A.-B. Sections of paraffin-embedded pancreas from p27+/+, p27−/−, and p27^CK−/CK− mice were stained for E-Cadherin and Sox9 A. or E-Cadherin and Pdx1 B. DNA was stained with Hoechst. All images were acquired using a 60x objective. The graphs display the percentage of p27+/+ (n = 15), p27^CK−/CK− (n = 19) and p27−/− (n = 19) pancreas with Sox9 expression A. and Pdx1 expression B. Mice were considered positive for Sox9 when more than a half of the pancreas expressed Sox9. Mice were considered positive for Pdx1 when more than a quarter of the pancreas expressed Pdx1.

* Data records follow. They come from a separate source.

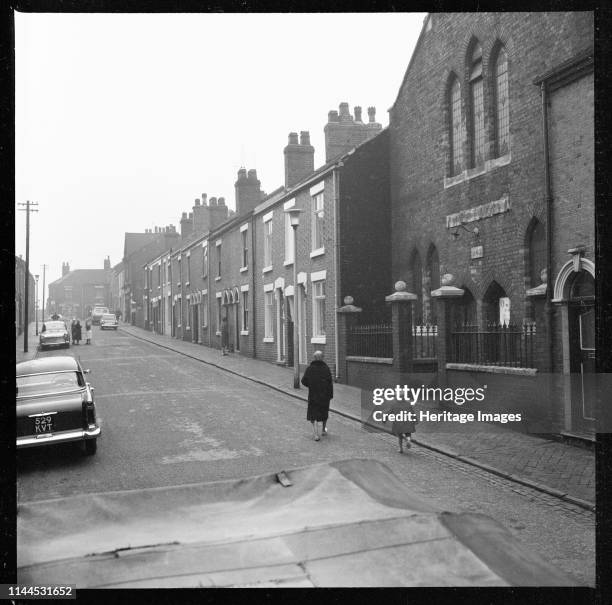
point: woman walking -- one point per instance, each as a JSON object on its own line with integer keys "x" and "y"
{"x": 318, "y": 379}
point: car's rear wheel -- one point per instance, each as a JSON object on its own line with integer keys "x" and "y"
{"x": 91, "y": 446}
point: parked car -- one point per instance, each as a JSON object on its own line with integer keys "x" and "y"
{"x": 96, "y": 315}
{"x": 55, "y": 404}
{"x": 54, "y": 334}
{"x": 108, "y": 321}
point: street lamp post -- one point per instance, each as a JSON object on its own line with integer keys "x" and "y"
{"x": 294, "y": 218}
{"x": 36, "y": 302}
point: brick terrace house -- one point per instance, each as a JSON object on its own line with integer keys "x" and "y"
{"x": 491, "y": 147}
{"x": 77, "y": 292}
{"x": 20, "y": 295}
{"x": 138, "y": 249}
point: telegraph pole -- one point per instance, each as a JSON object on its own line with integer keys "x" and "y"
{"x": 28, "y": 208}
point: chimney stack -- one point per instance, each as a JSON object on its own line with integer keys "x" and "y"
{"x": 299, "y": 158}
{"x": 248, "y": 192}
{"x": 343, "y": 133}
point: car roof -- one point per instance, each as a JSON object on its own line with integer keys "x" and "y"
{"x": 47, "y": 364}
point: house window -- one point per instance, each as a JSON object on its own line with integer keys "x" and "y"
{"x": 268, "y": 243}
{"x": 269, "y": 315}
{"x": 245, "y": 310}
{"x": 477, "y": 107}
{"x": 318, "y": 308}
{"x": 318, "y": 216}
{"x": 245, "y": 249}
{"x": 456, "y": 129}
{"x": 502, "y": 110}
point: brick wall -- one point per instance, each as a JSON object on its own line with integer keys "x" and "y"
{"x": 365, "y": 228}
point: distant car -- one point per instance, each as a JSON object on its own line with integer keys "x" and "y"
{"x": 96, "y": 315}
{"x": 108, "y": 321}
{"x": 54, "y": 334}
{"x": 55, "y": 404}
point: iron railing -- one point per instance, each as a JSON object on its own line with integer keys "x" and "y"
{"x": 498, "y": 345}
{"x": 424, "y": 339}
{"x": 371, "y": 340}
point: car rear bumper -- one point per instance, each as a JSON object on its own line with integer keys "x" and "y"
{"x": 63, "y": 437}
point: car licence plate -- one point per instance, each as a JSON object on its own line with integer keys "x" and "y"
{"x": 43, "y": 424}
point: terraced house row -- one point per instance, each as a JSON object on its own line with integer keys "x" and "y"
{"x": 458, "y": 243}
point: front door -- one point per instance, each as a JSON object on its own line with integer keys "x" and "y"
{"x": 581, "y": 316}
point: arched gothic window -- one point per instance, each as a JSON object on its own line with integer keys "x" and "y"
{"x": 477, "y": 134}
{"x": 502, "y": 110}
{"x": 416, "y": 283}
{"x": 455, "y": 127}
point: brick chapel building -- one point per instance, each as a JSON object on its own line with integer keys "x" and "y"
{"x": 492, "y": 193}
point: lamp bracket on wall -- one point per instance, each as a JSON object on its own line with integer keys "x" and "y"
{"x": 475, "y": 231}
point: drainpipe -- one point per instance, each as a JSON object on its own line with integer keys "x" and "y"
{"x": 336, "y": 190}
{"x": 548, "y": 309}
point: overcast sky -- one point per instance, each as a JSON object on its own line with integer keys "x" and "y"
{"x": 122, "y": 120}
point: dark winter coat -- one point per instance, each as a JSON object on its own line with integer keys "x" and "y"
{"x": 318, "y": 379}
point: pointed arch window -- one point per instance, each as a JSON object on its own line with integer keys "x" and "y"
{"x": 477, "y": 108}
{"x": 455, "y": 127}
{"x": 502, "y": 110}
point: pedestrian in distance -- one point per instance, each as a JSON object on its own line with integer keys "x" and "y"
{"x": 224, "y": 336}
{"x": 78, "y": 332}
{"x": 88, "y": 331}
{"x": 318, "y": 379}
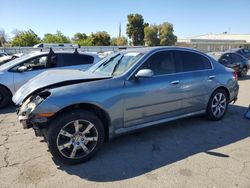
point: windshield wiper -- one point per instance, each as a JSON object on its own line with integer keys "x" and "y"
{"x": 116, "y": 65}
{"x": 107, "y": 61}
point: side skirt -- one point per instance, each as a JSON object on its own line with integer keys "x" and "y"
{"x": 140, "y": 126}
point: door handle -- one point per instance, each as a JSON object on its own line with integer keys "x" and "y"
{"x": 175, "y": 82}
{"x": 211, "y": 77}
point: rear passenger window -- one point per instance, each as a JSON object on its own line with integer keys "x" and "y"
{"x": 161, "y": 63}
{"x": 76, "y": 59}
{"x": 236, "y": 58}
{"x": 193, "y": 61}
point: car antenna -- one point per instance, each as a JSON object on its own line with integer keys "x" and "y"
{"x": 51, "y": 52}
{"x": 76, "y": 52}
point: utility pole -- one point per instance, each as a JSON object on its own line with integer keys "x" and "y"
{"x": 120, "y": 30}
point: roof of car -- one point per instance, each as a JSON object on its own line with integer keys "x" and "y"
{"x": 63, "y": 52}
{"x": 151, "y": 49}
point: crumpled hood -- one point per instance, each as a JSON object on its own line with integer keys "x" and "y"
{"x": 53, "y": 79}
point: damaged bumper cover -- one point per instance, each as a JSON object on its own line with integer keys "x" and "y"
{"x": 30, "y": 113}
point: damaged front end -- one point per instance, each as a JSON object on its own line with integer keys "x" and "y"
{"x": 247, "y": 114}
{"x": 27, "y": 115}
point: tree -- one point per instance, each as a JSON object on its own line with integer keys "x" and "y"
{"x": 3, "y": 37}
{"x": 55, "y": 38}
{"x": 25, "y": 38}
{"x": 119, "y": 41}
{"x": 166, "y": 32}
{"x": 101, "y": 38}
{"x": 79, "y": 36}
{"x": 135, "y": 29}
{"x": 151, "y": 35}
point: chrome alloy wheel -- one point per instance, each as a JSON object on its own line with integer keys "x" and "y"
{"x": 77, "y": 139}
{"x": 219, "y": 104}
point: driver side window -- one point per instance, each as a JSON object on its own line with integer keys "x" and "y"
{"x": 161, "y": 63}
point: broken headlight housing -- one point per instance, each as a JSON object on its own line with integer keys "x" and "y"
{"x": 32, "y": 102}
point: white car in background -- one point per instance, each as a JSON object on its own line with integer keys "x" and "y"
{"x": 3, "y": 54}
{"x": 19, "y": 71}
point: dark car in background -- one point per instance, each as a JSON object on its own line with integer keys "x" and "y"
{"x": 232, "y": 60}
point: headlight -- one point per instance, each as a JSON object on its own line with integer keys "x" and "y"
{"x": 27, "y": 108}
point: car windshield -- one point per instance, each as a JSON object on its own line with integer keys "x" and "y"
{"x": 116, "y": 64}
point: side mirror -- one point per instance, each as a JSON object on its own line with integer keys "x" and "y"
{"x": 223, "y": 61}
{"x": 22, "y": 69}
{"x": 144, "y": 73}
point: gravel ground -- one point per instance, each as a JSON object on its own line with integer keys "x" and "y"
{"x": 192, "y": 152}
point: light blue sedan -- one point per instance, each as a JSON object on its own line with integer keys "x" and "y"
{"x": 77, "y": 111}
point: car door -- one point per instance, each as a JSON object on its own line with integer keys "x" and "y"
{"x": 197, "y": 80}
{"x": 34, "y": 66}
{"x": 154, "y": 98}
{"x": 76, "y": 61}
{"x": 237, "y": 62}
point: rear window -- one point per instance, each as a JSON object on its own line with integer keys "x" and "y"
{"x": 76, "y": 59}
{"x": 193, "y": 61}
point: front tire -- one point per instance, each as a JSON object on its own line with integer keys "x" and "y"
{"x": 75, "y": 136}
{"x": 217, "y": 105}
{"x": 5, "y": 97}
{"x": 243, "y": 73}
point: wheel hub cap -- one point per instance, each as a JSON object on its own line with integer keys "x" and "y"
{"x": 77, "y": 138}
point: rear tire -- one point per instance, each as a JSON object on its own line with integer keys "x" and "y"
{"x": 5, "y": 97}
{"x": 243, "y": 73}
{"x": 217, "y": 105}
{"x": 75, "y": 136}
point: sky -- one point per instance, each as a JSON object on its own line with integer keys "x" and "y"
{"x": 189, "y": 17}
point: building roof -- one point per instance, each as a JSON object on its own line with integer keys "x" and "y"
{"x": 220, "y": 37}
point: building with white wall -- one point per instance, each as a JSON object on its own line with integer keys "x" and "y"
{"x": 216, "y": 42}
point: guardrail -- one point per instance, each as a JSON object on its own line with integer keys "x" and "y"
{"x": 97, "y": 49}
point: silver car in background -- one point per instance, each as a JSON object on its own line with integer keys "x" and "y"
{"x": 77, "y": 111}
{"x": 17, "y": 72}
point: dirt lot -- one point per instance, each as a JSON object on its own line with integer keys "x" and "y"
{"x": 193, "y": 152}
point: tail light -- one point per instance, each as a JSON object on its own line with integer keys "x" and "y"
{"x": 235, "y": 75}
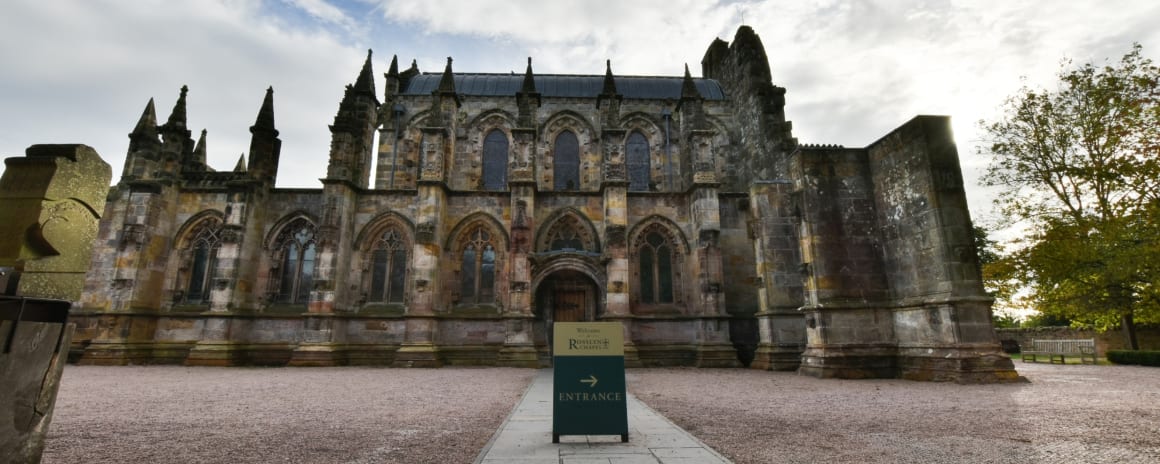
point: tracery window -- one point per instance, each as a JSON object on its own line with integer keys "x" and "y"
{"x": 204, "y": 241}
{"x": 655, "y": 266}
{"x": 296, "y": 251}
{"x": 478, "y": 268}
{"x": 567, "y": 161}
{"x": 637, "y": 152}
{"x": 495, "y": 156}
{"x": 389, "y": 268}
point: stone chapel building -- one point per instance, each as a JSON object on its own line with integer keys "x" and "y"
{"x": 681, "y": 207}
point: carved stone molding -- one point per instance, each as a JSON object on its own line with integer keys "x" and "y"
{"x": 425, "y": 233}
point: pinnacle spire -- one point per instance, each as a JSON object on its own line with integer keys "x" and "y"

Figure 4. p27 represses transcription of Sox9 in a CDK dependent manner

A. Schematic of the reporter construct used in transcription reporter assays. The Sox9 promoter is cloned upstream of destabilized GFP (half-life of approximately 1 h). B.-C. 293 cells were co-transfected with the Sox9 reporter construct or a control reporter construct in which the GAPDH promoter is cloned upstream of GFP and the indicated amount of p27 B. or p27CK- C. The amount of DNA transfected was normalized using a plasmid encoding β-Gal. Fluorescence levels were monitored and quantified using an Incucyte FLR on 25 images in each well. The graphs in B and C represent the mean fluorescence intensity of the Sox9 promoter normalized to that of the GAPDH promoter in the same condition from six (p27) and five (p27^CK−) independent experiments. Data were compared by ANOVA followed by Neuman-Keuls multiple comparison test, ** = p < 0.01. D. A chromatin immunoprecipitation (ChIP) analysis was performed to determine if p27 could bind the Sox9 promoter in vivo in various cell lines. PCR products using primers specific for the Sox9 promoter were separated on an agarose gel. For each cell line, PCRs were performed on a fraction of the input and DNA from ChIPs with anti-p27 or isotype control antibodies.